In a joint statement, the FARC and government negotiators on Friday said the deal was part of a "comprehensive solution to the problem of illegal drugs" which has "financed the conflict" between rebels and the government.

A week-long ceasefire was also struck between the two sides as part of ongoing peace negotiations and as the country prepares to elect its next president on May 25.

As with previous agreements, details of the programme to combat the drug trade will need to be discussed further by special commissions.

At a news conference in the Cuban capital, Havana, the Colombian chief negotiator, former vice-President Humberto de la Calle, said the deal was a "fundamental step" towards peace.

"This way we eliminate the petrol that has fuelled the conflict in Colombia for decades," he said.

As part of the deal , both parties also agreed on a programme to clear rural areas of land mines.

The Farc negotiator Ivan Marquez said the left-wing rebels insisted on addressing the consequences of the aerial spraying of coca plantations, including reparations for those affected.

The talks in the Cuban capital, Havana, are the fourth attempt since the 1980s to reach peace.

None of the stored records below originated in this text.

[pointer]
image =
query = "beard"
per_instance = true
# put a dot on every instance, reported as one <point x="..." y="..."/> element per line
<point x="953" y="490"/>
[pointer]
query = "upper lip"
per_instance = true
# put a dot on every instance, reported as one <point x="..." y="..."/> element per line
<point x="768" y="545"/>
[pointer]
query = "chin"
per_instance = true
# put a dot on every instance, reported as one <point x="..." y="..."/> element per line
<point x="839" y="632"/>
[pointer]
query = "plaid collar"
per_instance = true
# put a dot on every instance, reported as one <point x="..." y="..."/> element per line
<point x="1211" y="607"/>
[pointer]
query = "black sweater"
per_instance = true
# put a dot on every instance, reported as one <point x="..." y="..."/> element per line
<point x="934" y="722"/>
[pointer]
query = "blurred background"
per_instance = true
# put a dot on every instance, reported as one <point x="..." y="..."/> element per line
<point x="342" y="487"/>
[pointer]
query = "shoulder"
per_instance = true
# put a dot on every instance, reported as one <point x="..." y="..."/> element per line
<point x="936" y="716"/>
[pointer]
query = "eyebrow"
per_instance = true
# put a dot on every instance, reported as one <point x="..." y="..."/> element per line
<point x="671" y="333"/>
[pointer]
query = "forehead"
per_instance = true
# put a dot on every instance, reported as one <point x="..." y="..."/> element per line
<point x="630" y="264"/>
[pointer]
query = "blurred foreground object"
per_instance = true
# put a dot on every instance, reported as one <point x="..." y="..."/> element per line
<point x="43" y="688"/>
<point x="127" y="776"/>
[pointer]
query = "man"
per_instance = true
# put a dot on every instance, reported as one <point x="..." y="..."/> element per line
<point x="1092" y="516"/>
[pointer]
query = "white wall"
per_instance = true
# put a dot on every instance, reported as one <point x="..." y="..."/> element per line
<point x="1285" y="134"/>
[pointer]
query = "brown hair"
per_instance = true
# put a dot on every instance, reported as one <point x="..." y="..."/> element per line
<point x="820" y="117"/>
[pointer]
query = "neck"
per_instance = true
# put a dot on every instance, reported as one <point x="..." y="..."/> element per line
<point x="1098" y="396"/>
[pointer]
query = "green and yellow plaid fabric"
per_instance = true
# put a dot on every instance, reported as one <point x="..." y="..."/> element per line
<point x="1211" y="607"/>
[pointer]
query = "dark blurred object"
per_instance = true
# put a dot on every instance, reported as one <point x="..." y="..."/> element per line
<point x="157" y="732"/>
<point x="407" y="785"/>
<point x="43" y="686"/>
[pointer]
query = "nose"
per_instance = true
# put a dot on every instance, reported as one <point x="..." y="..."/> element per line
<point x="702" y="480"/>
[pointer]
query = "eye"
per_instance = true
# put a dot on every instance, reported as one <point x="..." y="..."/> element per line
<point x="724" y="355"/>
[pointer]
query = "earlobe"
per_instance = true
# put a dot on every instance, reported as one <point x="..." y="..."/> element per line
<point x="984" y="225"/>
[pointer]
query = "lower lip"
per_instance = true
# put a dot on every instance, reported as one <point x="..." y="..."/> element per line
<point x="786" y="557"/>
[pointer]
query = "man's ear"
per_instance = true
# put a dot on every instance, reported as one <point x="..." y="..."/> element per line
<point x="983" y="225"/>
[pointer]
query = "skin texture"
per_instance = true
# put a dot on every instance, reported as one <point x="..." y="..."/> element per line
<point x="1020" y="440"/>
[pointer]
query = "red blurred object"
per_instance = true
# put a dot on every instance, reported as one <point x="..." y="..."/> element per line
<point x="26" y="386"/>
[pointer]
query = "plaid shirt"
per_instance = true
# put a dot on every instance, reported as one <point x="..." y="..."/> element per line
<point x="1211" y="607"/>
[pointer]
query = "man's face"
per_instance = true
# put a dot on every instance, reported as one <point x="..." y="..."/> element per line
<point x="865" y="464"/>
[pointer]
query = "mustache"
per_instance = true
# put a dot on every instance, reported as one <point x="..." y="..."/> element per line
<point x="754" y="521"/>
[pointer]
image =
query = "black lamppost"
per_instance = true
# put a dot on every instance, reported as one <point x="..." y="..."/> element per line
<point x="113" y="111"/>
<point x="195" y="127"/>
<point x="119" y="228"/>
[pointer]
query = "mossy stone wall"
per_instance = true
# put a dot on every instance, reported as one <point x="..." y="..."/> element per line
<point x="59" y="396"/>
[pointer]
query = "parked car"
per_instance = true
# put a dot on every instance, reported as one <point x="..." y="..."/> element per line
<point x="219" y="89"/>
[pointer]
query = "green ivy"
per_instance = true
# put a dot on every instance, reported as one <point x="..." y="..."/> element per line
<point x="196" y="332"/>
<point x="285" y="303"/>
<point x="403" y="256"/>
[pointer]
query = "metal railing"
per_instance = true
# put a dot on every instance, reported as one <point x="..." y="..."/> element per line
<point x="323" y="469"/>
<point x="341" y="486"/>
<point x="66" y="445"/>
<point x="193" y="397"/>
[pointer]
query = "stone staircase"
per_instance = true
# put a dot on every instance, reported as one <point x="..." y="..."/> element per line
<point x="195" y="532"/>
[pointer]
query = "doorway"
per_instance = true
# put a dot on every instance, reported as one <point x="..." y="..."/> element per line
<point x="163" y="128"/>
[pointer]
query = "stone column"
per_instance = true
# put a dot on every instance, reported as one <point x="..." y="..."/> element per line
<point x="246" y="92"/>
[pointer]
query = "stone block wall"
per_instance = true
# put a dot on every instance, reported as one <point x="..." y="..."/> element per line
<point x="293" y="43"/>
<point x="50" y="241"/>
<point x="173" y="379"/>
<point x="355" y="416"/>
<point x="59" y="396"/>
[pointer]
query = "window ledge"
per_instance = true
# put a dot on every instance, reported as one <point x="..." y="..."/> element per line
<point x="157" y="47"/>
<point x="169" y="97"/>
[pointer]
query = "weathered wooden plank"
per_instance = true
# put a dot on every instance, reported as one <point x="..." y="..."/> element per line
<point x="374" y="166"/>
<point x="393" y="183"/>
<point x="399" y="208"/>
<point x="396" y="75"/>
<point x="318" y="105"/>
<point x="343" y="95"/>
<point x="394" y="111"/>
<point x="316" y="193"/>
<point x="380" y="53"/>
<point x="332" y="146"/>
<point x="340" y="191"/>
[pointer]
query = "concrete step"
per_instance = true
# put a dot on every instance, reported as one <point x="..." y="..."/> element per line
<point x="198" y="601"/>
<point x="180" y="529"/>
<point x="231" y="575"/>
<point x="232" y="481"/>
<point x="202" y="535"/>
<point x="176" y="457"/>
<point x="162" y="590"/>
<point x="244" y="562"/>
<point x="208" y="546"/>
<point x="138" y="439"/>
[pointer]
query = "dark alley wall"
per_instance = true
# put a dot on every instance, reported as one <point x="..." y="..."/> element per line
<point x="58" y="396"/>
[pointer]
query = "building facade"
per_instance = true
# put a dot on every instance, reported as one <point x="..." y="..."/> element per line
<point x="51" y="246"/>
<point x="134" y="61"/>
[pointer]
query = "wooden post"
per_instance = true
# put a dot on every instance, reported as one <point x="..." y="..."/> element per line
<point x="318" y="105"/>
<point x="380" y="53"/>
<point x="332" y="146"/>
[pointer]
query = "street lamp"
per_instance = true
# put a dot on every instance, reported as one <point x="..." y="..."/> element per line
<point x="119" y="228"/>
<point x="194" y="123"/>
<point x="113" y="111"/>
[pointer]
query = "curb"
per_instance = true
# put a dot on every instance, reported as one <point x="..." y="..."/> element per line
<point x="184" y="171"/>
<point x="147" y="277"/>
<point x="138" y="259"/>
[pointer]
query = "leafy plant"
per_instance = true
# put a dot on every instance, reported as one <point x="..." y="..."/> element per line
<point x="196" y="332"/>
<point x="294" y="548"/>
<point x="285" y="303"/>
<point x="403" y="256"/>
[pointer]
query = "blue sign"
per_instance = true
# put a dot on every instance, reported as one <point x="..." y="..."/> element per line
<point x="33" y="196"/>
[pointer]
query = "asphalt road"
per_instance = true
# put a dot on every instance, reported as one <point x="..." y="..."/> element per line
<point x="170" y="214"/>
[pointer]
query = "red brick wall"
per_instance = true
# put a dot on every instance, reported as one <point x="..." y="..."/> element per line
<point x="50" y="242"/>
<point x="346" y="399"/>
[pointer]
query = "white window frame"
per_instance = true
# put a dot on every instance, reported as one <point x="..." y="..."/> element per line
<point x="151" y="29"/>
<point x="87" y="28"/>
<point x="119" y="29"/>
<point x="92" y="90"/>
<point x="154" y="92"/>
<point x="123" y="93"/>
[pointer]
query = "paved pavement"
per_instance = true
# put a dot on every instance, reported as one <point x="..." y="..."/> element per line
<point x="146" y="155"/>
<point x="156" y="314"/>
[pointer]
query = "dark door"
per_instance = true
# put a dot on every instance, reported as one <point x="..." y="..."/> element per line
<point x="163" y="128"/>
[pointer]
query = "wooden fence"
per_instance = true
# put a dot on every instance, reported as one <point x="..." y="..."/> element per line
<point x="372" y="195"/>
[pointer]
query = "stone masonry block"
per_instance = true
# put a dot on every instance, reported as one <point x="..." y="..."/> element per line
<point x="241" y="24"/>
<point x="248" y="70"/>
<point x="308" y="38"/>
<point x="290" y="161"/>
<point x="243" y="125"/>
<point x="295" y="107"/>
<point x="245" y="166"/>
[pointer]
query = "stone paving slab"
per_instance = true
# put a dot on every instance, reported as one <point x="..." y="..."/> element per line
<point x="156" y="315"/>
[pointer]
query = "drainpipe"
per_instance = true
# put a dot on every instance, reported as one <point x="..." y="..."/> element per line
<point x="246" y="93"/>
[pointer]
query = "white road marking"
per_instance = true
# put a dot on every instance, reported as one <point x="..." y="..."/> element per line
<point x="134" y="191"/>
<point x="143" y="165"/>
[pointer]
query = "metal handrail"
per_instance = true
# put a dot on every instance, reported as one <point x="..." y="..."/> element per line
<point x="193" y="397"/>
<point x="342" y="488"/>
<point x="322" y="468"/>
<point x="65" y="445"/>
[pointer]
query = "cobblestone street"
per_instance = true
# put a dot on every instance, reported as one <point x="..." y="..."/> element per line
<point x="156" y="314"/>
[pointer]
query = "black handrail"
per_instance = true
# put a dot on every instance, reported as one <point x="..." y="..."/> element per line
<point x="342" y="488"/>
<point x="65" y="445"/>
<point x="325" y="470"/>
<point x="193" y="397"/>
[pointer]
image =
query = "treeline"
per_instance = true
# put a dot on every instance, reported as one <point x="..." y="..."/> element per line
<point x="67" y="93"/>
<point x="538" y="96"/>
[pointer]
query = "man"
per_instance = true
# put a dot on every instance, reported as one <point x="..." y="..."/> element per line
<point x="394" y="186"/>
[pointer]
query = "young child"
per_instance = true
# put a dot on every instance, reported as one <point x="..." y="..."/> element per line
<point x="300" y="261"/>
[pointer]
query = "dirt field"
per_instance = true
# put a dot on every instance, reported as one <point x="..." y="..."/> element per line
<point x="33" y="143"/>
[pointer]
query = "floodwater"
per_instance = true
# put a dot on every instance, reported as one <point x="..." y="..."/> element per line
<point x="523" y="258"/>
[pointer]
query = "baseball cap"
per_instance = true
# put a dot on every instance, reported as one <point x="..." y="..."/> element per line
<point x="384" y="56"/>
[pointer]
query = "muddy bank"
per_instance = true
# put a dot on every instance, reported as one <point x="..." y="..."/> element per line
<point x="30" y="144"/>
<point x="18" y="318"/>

Previous negotiations failed amid disagreements, mutual recriminations and flare-ups of violence.

More than 200,000 people have been killed and more than five million internally displaced during Colombia's civil conflict, which has its roots in the 1960s.

While the FARC is the largest single armed group, Colombia’s government is battling a variety of fighters ranging from organised Marxist rebels to hired-soldiers linked to landowning elites.